Of the remaining files, cull the smallest ones, as described below, to make the collection more manageable.
That leaves files that will take more work. Look for characteristics that will allow you to identify another collection of files with potential. A characteristic I would start with is size. The largest files have the most potential to contain useful content, are less likely to be file recovery flotsam, and are less likely to have been created through corruption. The quantity of these is also likely to be manageable. Start with them and work down the pool of remaining files by size.

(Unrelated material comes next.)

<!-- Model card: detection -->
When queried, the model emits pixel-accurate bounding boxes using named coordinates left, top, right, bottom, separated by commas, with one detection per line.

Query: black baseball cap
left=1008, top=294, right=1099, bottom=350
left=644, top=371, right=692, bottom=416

Using File Size - Small Files

I have been in similar situations (but thankfully never the quantities you're dealing with). One way I found to make fast headway is file size. If the recovered files contain a typical mix of stuff, the size distribution will be skewed and there will be a large tail of small files, much of which will be discardable.

Many filetypes contain a lot of "overhead", like header information. Things like Word documents, and sometimes PDFs, can also contain things like embedded fonts. So even one byte of content requires a file of a certain minimum size. You can determine that minimum size by creating a one-byte file of each type.
For image files, look at very tiny ones and see what they contain. Use your file manager to sort by size, and then look at sample files as you work your way up in size. You will see that "good" images of minimal size contain stuff that you probably don't need to keep, like tiny snippets of artwork from web sites. Looking at samples will give you a good idea of the minimum size image that would be of interest.
For documents, consider the value vs. time to recover. You may have valuable snippets of text, like ideas or references you're saving. If that's the case, this will be less helpful. Otherwise, you are likely to find things like portions of saved drafts or very short segments of text. They may no longer be needed, or might be less work to recreate if you ever do need it than to examine tons of them and clean them up just in case. So you may be able to define a smallest size of interest.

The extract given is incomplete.